Postautor: bbrain » 30 sty 2008 01:12
Wierz mi chcialbym sobie zmienic moj rewelacyjny nick na tym forum, ale niestety nie ogarniam gdzie, przekombinowali z tym "rose".
Ale jakie chorobowe, stary jestes potrzebny/niezbedny/niezastapiony, jak w przyslowiu " jak malo wazna jest twoja praca gdy prosisz o podwyzke, a jak bardzo niezbedny jestes dla firmy gdy chcesz isc na urlop " jakos tak to szlo.
Nie chodzi nawet o to ze Ty jestes chory, ja mam rodzine, jak wspomnialem, ze synek sie przeziebil to cala firma przez kilka dni sie pytala czy juz ok, moze jakos pomoc itp... a w polandzie, (teraz bede pisal bardziej foxy) obczaj temat, wylaczam wieczorem dzwonek wiesz dzieciak roczek ma, glupawo obudzic jakims sms-em od kumpla o tresci "wejdz na neta" a tu rano 7 nie odebranych i 2 smsy jak smialem wogole nie odebrac telefonu o 4:02 jak potrzebny bylem w firmie i oczywiscie wyklad rano o dostepnosci i tego typu pie...... Conajmniej jakby (przepraszam za porownanie nie na miejscu) WTC sie zawalilo a ja bym byl jedynym czlowiekiem co wiedzial co zrobic.
Wspominalem o pracy w weekendy i swieta, teraz wzialem sobie robotke w sobote, akurat jezeli pracuje sie przy obsludze bankow to jedyne dni kiedy mozna pogrzebac glebiej, juz po tym jak sie zdeklarowalem, ze chce to zrobic, z 5 razy sie pytali czy napewno ok, czy jednak moze wole posiedziec z rodzina, ale napewno, bo jak nie to nie ma problemu itd...

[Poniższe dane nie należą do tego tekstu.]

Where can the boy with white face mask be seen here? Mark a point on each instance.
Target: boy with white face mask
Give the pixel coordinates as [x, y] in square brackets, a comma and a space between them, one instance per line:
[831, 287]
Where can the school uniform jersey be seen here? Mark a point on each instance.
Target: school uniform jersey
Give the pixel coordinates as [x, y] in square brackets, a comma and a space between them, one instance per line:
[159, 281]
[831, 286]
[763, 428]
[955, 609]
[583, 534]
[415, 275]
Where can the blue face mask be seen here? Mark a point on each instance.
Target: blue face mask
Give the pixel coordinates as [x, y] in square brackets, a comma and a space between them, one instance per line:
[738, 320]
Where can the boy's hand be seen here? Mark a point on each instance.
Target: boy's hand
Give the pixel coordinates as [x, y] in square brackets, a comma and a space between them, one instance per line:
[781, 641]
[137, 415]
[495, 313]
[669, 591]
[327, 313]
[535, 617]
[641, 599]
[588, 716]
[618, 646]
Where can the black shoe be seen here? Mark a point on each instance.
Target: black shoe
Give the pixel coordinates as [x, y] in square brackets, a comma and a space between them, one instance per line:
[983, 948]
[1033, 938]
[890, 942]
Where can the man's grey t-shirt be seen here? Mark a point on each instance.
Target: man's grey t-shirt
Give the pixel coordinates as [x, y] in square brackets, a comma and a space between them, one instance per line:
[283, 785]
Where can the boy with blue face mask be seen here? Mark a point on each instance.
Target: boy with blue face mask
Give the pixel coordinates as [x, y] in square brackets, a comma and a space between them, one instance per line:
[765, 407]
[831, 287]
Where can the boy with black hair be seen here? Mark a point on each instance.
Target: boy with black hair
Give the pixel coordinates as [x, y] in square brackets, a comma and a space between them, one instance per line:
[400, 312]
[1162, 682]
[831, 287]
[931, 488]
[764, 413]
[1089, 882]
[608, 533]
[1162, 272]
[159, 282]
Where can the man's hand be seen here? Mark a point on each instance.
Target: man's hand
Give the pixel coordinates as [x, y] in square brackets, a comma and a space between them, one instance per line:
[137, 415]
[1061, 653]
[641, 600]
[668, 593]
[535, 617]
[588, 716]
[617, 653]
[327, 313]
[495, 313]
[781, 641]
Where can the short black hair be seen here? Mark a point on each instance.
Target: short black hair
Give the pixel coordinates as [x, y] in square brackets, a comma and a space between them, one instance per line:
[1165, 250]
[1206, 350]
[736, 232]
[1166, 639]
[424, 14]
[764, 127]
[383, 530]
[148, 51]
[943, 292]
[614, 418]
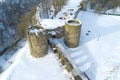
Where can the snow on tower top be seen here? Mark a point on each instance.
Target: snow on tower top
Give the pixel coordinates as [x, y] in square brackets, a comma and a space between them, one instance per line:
[52, 24]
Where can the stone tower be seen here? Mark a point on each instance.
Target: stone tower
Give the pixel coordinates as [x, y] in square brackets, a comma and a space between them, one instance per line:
[72, 33]
[37, 39]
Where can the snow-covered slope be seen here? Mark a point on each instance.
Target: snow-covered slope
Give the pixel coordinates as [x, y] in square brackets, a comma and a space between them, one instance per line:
[28, 68]
[100, 42]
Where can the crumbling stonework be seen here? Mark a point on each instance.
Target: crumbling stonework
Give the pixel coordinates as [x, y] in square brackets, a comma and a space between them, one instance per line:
[37, 40]
[72, 33]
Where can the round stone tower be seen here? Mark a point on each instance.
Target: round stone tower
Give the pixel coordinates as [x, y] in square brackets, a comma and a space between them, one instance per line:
[72, 33]
[37, 39]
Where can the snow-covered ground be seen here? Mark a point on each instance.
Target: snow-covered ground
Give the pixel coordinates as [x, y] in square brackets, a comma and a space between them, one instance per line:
[28, 68]
[114, 11]
[97, 56]
[100, 44]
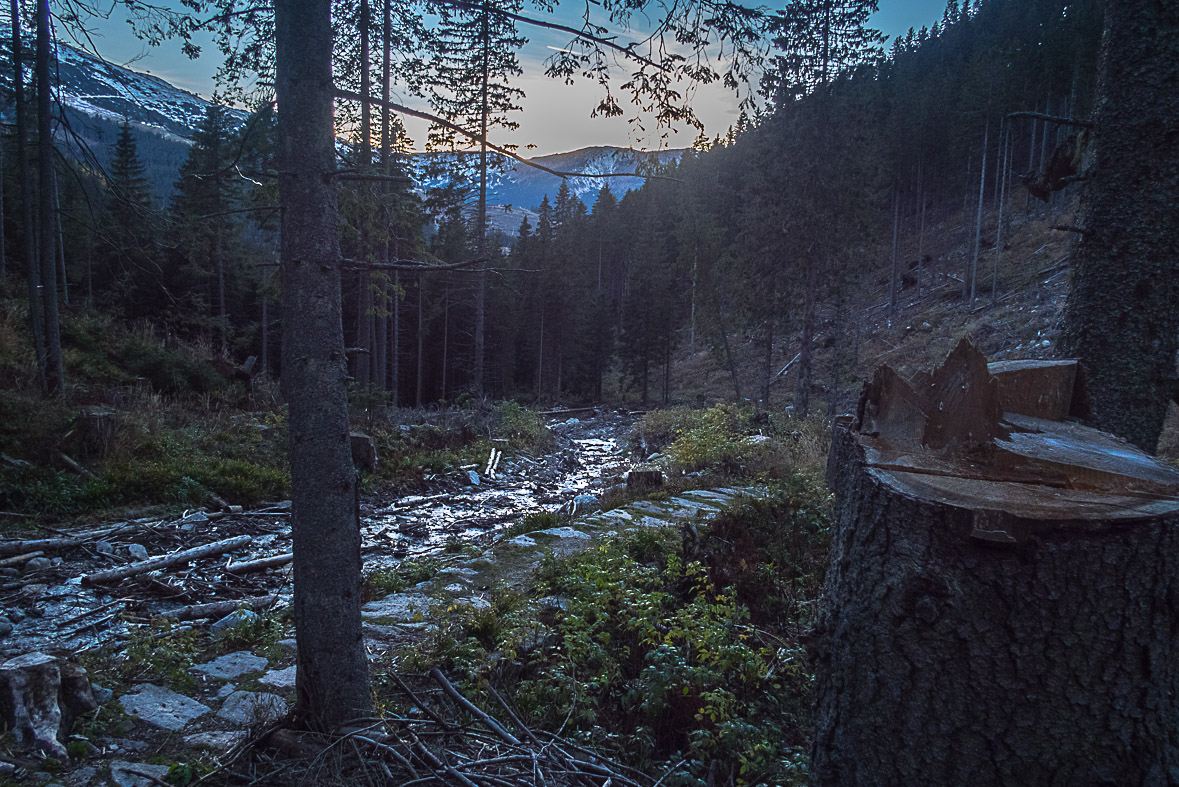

Urlop kolejna kwestia... przychodze 1 dzien do pracy, oczywiscie ksiazka "Staff book" zeby nie bylo, ze czegos nie wiem jak sie zachowac co zrobic itp... facet, ktory podpisywal mi kontrakt pokazuje mi biurko dlugopisiki, pie... komputerek, brand nju czekajace na mnie userek/haslo itp... dochodzimy do pokazania procedur i tekst, patrz tutaj jest system rezerwowania urlopow, masz 5.5 dnia urlopu (tyle zostalo z wyliczen do konca roku kalendarzowego)... pierwszy k... dzien pracy, nie po roku, tylko w 1 dzien. Pobij to polskim zachowaniem pracodawcy... acha dla jasnosci, firma calkowicie prywatna.
Byly w innym watku wspomniane pampersy u kasjerek, sam widzialem jeszcze wiecej podobnych przypadkow... poprostu zal.
Sa dobre strony polski, zarcie jest dobre... mozna rozmawiac po polsku... rodzina jakas jest wieksza niz tutaj... ale reszta... jak czasem opowiadam przy piwie kolegom z pracy to sluchaja mnie jak bym byl przybyszem z kraju 3-go swiata conajmniej...
Pozdrawiam
ps. artykul o 21mln funtow ktore rzad GB placi na dzieci polakow pewnie takim jaki ajron i gonzo umknal.